Thanks for explaining! I'll start working on the first task so I get a quick start.

the online qubit management sounds very cool though. From what I understood it reminds me of concurrent resource allocation but instead of threads & processing time, it's qubit memory & the duration of allocation.

  1. Is dead/live lock something that needs to be considered?

  2. Would this description of the problem as a graph be accurate?

    • finding the "best" qubit while considering the "cost" for a specific qubit relative to others. best: the quickest to access cost: the time duration the qubit will be allocated for

if so I might look into trying topologically sort on the current free qubits beforehand so the manager does have to wait when it asks for a free qubit. The main issue I see is that it would need to be resorted when 1 or more qubits are deallocated. This might be O(N*log(M)). N - number of deallocated qubits to add to the sorted list M - length of the sorted list

I'll start researching other graph algorithms that might be useful/similar to the main problem.

NoureldinYosri commented 1 year ago

@shef4 no deadlocks are not applicable here since there is no interdependency between qubits and allocating qubits happens sequentially.

there are multiple valid mappings to graph problems. the problem can be states as interval coloring (the qubit are colors), clique cover (qubits are assigned per clique), and even as a scheduling problem. I don't really understand your mapping so I can't judge.

shef4 commented 1 year ago

Thanks for the clarification, I see what you saying and the problem statements are super helpful

ishmum123 commented 10 months ago

hey @shef4 the qubit manager has a couple of tasks remaining for it

  1. most protocols don't support it. We added support for it in a couple of them (see. Add support for allocating qubits in decompose to cirq.unitary #6112 and Update cirq simulators to work for cases where an operation allocates new qubits as part of it's decomposition. #6081). The full list of places that need to be updated is not clear but Add support for allocating qubits in decompose to cirq.unitary #6112 (comment) is a good starting point
  2. there are two sides of qubit management. the first is online qubit management and by that I mean employing some allocation strategy on the fly to reduce the number of allocated qubits to maximize reuse. for now only have one that does that and that the GreedyQubitManager. If you have a better allocation strategy you create a new qubit manager that uses it and in your PR you should add the improved qubit counts
  3. the second side of qubit management is post processing/transformation. regardless of the efficiency of strategy employed by the qubit manager it can't be optimal because it has to make conservative choices because it has only local information. post processing transforms on the other hand receive the entire circuit as input so they have to be at least as good. At the moment we have only one such transform map_clean_and_borrowable_qubits

the first task is easiest and doesn't require quantum knowledge. the second and the third also don't require quantum knowledge but they require knoweldge of graphs and algorithms.

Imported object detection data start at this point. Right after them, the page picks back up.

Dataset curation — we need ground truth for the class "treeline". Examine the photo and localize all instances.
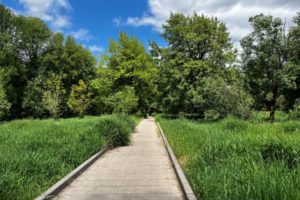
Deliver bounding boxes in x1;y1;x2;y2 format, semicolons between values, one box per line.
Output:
0;6;300;121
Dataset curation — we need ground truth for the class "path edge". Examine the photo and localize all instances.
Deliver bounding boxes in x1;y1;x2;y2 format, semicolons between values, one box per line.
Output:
156;122;197;200
34;147;108;200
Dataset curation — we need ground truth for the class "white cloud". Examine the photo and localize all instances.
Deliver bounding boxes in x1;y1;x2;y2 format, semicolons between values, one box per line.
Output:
71;29;94;41
113;18;121;26
89;45;104;52
126;0;300;42
19;0;72;29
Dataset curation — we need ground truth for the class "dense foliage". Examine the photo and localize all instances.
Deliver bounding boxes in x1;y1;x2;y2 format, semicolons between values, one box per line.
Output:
0;5;300;122
0;5;96;119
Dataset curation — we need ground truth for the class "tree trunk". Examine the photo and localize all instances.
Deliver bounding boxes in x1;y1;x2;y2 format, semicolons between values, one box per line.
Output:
269;86;278;123
269;104;276;122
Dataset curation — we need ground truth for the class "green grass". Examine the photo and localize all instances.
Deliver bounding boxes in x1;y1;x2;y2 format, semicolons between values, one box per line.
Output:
0;116;137;200
157;112;300;200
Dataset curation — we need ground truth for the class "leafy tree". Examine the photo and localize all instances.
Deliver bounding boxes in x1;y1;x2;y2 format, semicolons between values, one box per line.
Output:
68;80;92;117
43;74;66;119
151;13;235;114
41;33;96;91
22;75;48;118
113;86;139;114
16;15;52;80
0;84;11;119
241;14;290;122
0;5;27;118
195;77;253;120
93;32;156;113
283;13;300;109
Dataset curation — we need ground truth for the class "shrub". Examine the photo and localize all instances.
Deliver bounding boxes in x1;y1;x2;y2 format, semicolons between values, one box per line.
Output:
189;77;253;120
67;80;92;117
96;116;131;148
43;74;66;119
117;114;136;132
222;118;248;132
288;99;300;120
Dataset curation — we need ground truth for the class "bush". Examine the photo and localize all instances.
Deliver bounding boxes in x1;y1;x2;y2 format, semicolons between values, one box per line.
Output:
288;99;300;120
96;116;132;148
117;114;136;132
189;77;253;120
222;118;248;132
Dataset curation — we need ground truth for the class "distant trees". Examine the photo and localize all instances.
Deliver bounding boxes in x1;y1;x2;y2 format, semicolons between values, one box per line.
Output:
0;5;300;121
241;14;299;122
43;74;66;119
0;84;11;119
151;14;251;118
67;80;92;117
93;32;157;113
0;5;97;119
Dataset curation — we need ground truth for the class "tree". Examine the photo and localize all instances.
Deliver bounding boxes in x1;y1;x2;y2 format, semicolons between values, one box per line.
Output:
93;32;156;113
0;84;11;119
113;86;139;114
41;33;96;91
150;13;235;114
0;5;27;118
43;74;66;119
241;14;290;122
283;13;300;110
22;75;49;118
67;80;92;117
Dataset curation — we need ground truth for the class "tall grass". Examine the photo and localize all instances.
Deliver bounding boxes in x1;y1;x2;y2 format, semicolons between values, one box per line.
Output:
157;113;300;200
0;116;137;200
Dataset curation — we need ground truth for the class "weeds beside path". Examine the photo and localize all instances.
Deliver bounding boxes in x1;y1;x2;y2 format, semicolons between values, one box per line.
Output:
0;116;137;200
157;113;300;200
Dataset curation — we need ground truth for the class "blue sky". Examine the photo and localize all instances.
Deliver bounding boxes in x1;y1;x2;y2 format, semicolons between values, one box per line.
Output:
0;0;300;54
0;0;165;54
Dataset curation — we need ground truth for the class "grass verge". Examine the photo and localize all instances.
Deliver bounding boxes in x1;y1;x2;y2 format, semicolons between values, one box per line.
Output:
0;116;138;200
156;114;300;200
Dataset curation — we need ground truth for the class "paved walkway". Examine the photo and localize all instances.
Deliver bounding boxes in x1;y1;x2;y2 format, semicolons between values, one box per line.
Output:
57;118;184;200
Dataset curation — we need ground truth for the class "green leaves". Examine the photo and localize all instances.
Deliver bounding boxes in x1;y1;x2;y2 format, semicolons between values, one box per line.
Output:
155;13;235;114
67;80;92;117
92;32;157;113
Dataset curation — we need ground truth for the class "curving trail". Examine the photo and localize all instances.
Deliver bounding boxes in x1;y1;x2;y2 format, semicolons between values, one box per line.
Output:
56;118;184;200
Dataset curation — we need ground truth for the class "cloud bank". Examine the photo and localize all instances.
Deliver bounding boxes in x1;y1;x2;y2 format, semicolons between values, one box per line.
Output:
19;0;72;29
126;0;300;42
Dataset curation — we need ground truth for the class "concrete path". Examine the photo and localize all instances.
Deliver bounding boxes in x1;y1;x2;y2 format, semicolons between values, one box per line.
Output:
57;118;184;200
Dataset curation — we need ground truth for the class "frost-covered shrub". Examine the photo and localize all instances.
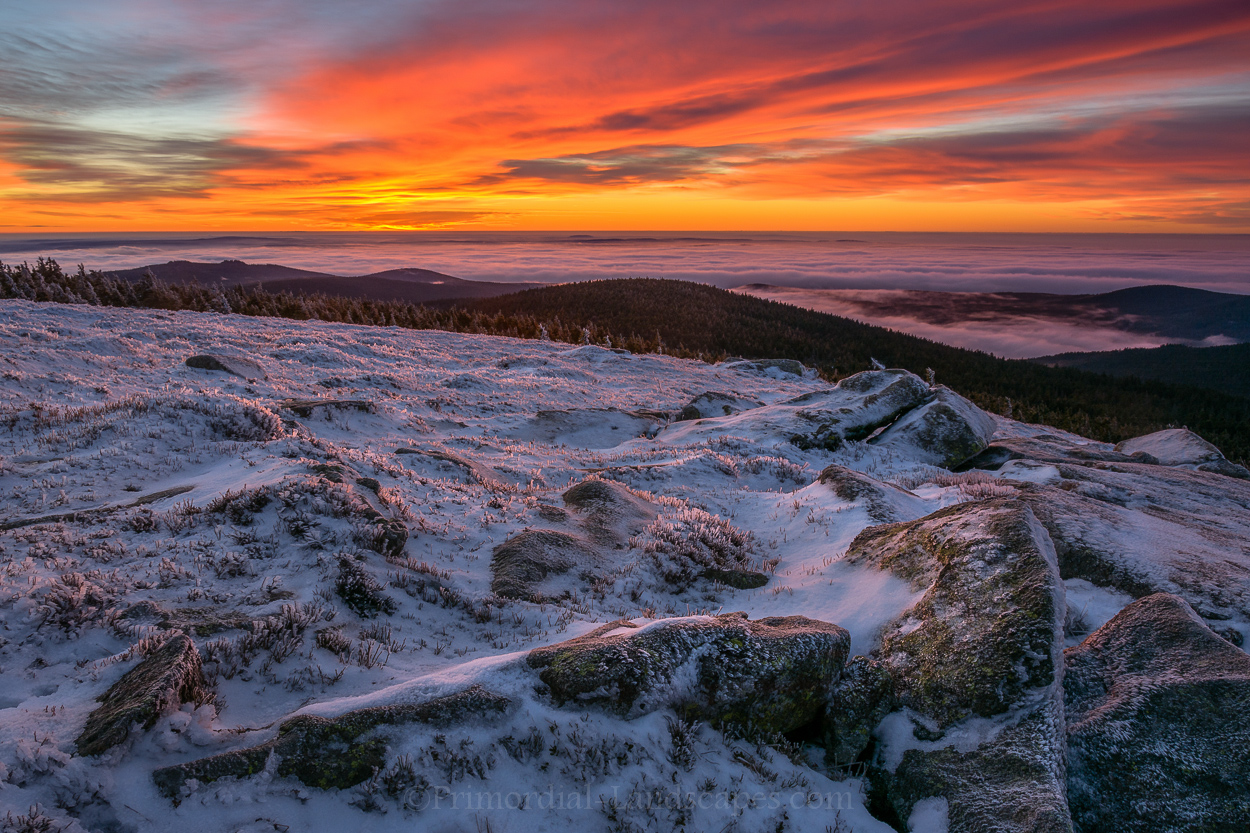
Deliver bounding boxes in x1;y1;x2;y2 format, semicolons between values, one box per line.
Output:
204;487;273;527
35;570;124;633
630;507;755;588
176;394;283;443
334;555;398;619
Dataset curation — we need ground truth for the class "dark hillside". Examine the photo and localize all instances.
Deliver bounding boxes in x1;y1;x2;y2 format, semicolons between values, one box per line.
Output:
1030;344;1250;396
7;259;1250;462
466;279;1250;459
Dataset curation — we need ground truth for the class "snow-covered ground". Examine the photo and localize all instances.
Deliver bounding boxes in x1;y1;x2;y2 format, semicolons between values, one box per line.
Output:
0;301;1245;832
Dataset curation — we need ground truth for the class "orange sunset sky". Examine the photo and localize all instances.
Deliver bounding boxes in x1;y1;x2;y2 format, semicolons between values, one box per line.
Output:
0;0;1250;233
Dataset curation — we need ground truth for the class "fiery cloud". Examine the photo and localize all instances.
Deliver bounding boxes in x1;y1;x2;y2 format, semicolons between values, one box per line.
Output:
0;0;1250;230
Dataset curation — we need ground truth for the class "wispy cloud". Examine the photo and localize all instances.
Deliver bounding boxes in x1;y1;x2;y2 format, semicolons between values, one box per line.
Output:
0;0;1250;229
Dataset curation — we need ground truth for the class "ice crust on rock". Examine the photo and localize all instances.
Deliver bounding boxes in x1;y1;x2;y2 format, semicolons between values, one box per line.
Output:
0;301;1250;833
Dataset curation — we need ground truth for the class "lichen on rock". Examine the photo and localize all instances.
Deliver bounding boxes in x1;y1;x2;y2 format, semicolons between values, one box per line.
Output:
526;613;850;732
1064;593;1250;833
76;633;211;755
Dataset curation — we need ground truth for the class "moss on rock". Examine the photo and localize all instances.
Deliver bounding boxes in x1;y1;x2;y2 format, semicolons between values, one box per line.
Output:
528;613;850;732
76;633;210;755
1064;593;1250;833
846;500;1064;727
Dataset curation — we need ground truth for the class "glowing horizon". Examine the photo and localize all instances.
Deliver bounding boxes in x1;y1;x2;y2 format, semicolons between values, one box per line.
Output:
0;0;1250;233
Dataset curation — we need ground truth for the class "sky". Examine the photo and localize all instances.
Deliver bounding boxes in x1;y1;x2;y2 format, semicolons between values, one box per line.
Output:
0;0;1250;233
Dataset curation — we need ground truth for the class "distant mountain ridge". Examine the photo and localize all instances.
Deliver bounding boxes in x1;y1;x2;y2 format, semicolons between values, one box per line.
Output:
109;260;538;304
734;284;1250;343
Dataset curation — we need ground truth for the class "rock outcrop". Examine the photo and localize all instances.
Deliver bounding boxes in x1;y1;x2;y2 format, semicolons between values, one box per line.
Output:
659;370;933;450
186;353;268;381
846;500;1064;729
678;391;764;420
153;685;513;799
873;388;995;469
850;500;1070;833
75;633;211;755
816;465;926;524
1064;593;1250;833
490;529;601;600
526;613;850;732
969;437;1250;622
1115;428;1250;479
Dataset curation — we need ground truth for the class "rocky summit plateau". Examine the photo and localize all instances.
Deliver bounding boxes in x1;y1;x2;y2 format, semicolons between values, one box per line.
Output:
0;301;1250;833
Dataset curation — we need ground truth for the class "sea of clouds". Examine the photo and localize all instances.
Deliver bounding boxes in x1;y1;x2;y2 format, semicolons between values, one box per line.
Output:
0;231;1250;358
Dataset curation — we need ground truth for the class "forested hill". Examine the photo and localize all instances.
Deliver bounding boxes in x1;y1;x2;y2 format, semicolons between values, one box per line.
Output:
0;259;1250;463
1029;343;1250;396
464;278;1250;460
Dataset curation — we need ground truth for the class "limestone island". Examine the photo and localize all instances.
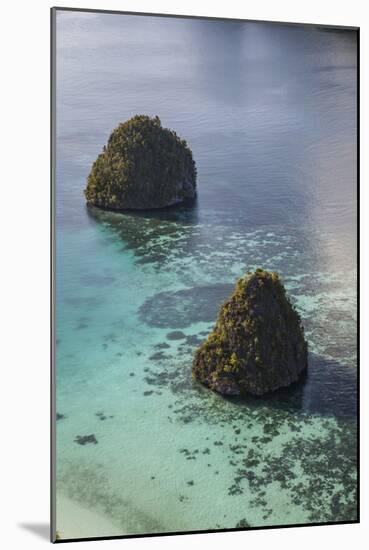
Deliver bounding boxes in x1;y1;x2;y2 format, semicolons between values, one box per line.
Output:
84;115;196;211
192;269;308;396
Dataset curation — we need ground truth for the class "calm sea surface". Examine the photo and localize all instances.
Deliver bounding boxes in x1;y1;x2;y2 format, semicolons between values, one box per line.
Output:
56;12;357;537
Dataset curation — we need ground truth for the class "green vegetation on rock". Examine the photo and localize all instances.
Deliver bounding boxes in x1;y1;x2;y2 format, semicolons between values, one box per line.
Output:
84;115;196;210
192;269;308;395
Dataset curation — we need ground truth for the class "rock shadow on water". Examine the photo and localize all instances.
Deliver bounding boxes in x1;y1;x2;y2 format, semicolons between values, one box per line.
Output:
226;353;357;418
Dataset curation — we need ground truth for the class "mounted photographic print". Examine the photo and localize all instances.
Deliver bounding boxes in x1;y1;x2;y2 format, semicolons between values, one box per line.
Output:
51;8;359;542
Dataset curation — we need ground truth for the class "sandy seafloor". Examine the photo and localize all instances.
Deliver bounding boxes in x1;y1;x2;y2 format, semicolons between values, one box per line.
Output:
56;10;356;538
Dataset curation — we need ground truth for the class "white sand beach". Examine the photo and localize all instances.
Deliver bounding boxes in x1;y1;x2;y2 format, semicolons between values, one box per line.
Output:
57;495;125;539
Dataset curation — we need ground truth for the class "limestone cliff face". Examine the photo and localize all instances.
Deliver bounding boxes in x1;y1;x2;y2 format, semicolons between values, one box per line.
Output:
192;269;308;395
85;115;196;210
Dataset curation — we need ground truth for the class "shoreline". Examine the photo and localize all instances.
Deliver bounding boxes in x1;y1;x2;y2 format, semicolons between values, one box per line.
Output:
56;494;127;540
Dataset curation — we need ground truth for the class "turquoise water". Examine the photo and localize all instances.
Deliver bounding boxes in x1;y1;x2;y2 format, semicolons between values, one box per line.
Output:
56;12;357;537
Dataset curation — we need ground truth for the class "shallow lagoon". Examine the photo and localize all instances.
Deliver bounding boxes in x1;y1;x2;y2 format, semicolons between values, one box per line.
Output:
56;12;356;537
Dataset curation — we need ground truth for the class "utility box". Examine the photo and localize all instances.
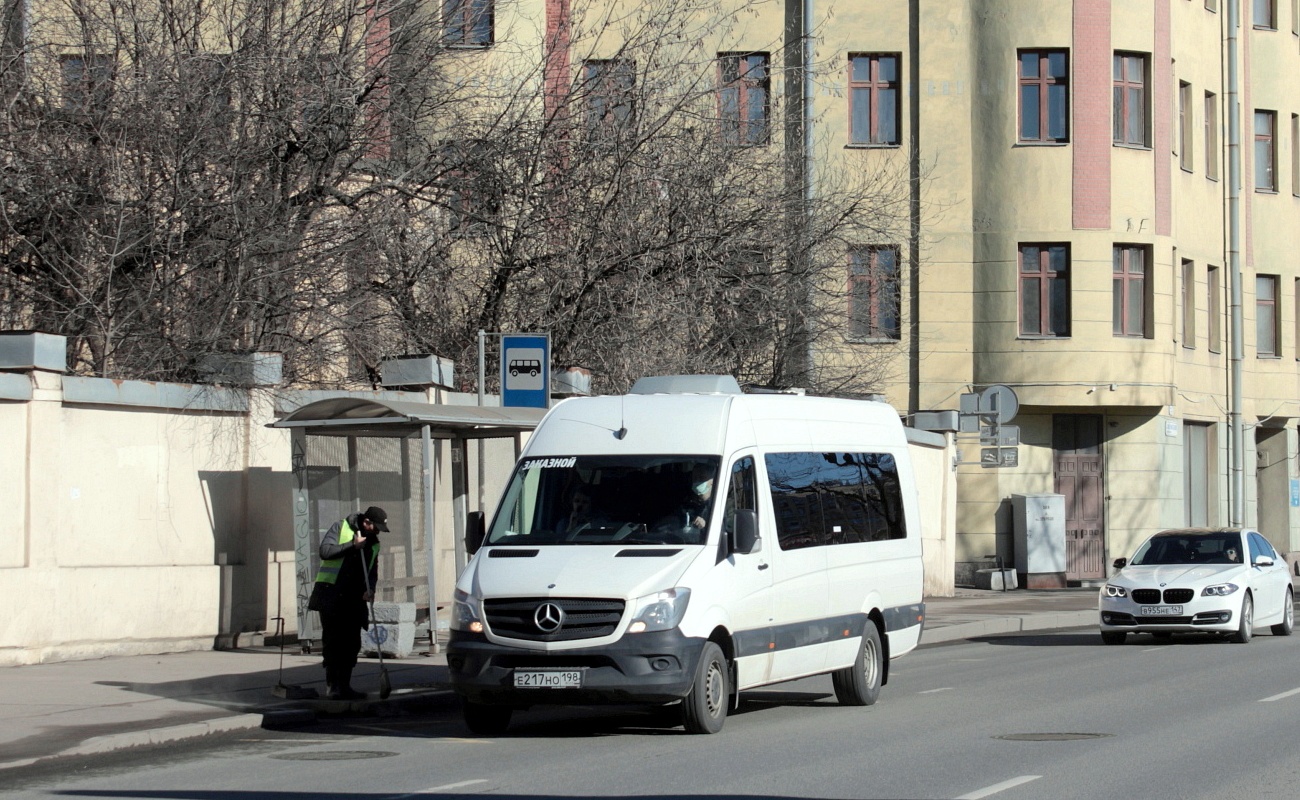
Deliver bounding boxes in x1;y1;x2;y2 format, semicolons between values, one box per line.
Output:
1011;494;1066;589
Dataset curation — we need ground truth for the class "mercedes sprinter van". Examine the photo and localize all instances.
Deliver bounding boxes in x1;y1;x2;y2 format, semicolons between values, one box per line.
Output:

Can I take on the second task?

NoureldinYosri commented 10 months ago

@ishmum123 you are free to propose a new qubit manager and whether it gets merged depends on its performance and efficiency. items 2 and 3 are less of task and more of goals that we want to achieve.

tanujkhattar commented 4 months ago

We have added an interface for QubitManager to Cirq and updated protocols (like decompose protocol and simulators) to support ancilla allocation and deallocations hidden inside the decomposition of composite gates. We also have implementations for a GreedyQubitManager and SimpleQubitManager.

This issue is now complete and can be closed.